In initial guidance released in March, Medicare prohibited the industry from publicly disclosing information about the lower price the federal government originally offered for drugs targeted under the program and the government’s rationale for choosing that price point.
Medicare also banned the companies from disclosing verbal conversations during the negotiation phase. Also, companies must destroy all information within 30 days if the drug is no longer selected for negotiation.
In the revised guidance released Friday, Medicare said a company “may, at its discretion, publicly disclose information about ongoing negotiations.”
The Inflation Reduction Act, passed last year, gave Medicare the power to negotiate prices directly with drug companies for the first time. The program is the central pillar of the Biden administration’s efforts to bring soaring drug prices in the United States under control
Merckthe US Chamber of Commerce, Bristol Myers Squibb and industry lobby group Pharmaceutical Research and Manufacturers of America petitioned federal courts this month to declare drug pricing negotiations unconstitutional.

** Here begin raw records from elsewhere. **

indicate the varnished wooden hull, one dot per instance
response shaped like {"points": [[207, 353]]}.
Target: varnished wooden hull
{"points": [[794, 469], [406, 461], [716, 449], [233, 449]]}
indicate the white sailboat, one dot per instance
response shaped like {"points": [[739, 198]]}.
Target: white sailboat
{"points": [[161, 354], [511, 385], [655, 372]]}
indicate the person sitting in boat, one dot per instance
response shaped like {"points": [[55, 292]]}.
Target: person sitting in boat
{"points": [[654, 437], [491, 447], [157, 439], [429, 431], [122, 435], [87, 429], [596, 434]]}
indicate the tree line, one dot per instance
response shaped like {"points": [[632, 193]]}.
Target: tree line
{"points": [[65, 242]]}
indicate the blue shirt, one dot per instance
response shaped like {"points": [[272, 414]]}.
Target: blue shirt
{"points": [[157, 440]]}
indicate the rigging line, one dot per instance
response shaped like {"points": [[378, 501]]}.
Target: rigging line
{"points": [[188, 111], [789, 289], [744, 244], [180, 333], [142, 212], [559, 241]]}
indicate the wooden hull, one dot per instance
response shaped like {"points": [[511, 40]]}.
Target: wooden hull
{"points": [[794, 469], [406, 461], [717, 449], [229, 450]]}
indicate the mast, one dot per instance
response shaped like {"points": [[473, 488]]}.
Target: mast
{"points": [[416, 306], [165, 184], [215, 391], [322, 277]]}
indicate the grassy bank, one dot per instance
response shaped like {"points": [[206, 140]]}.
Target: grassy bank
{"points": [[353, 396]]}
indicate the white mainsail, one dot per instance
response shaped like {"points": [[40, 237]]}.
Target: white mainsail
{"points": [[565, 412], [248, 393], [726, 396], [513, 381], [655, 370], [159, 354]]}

Merck, the Chamber and Bristol Myers Squibb argued in their lawsuits that Medicare issued a gag order that effectively barred the companies from publicly disagreeing with the federal government’s position in violation of the First Amendment.
However, the industry’s lawsuits also focus on broader claims that the program violates due process and confiscation of private property without just compensation under the Fifth Amendment to the US Constitution.

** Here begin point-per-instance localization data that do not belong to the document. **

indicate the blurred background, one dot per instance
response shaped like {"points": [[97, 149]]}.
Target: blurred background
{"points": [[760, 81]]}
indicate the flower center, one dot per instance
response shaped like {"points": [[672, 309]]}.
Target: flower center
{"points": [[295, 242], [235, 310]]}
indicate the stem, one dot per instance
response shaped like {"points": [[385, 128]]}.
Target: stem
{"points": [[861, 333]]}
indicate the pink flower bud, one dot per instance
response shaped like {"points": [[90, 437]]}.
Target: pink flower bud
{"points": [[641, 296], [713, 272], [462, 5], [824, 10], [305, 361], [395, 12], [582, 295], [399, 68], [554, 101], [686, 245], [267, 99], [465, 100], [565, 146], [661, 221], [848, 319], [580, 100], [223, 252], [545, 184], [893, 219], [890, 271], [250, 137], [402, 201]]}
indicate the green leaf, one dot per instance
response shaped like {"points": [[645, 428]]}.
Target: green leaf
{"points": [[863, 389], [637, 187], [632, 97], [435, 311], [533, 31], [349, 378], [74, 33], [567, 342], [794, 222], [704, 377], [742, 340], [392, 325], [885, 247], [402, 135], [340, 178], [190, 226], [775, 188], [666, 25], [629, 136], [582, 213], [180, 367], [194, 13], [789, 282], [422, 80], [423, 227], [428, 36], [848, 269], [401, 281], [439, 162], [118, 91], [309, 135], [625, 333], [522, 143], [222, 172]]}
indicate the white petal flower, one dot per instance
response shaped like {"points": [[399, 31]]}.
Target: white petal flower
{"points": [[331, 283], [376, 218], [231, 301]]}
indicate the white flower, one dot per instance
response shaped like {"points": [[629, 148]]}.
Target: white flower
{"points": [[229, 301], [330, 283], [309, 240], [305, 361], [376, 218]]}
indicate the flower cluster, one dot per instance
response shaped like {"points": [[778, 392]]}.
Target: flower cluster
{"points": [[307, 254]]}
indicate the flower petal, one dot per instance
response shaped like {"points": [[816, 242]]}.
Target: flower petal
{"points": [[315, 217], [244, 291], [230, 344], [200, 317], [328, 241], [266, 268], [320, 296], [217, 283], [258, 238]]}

Health and Social Affairs Minister Xavier Becerra promised on Friday to continue negotiations despite complaints from the pharmaceutical industry.
“Pharmaceutical companies have had record profits for decades,” Becerra said in a statement. “Now they are lining up to block the work of this government to negotiate better drug prices for our families.
“We’re not going to be deterred,” Becerra said
By September, HHS will publish a list of ten high-priced drugs that will be selected for trial. The companies have to decide in the following month whether they want to take part in the negotiations.
Drug manufacturers who choose not to participate face heavy financial penalties. You can avoid these penalties by opting out of Medicare and Medicaid drug rebate programs.
The companies have argued that exiting the rebate programs is not a viable alternative because the programs account for almost half of the country’s annual prescription drug spending.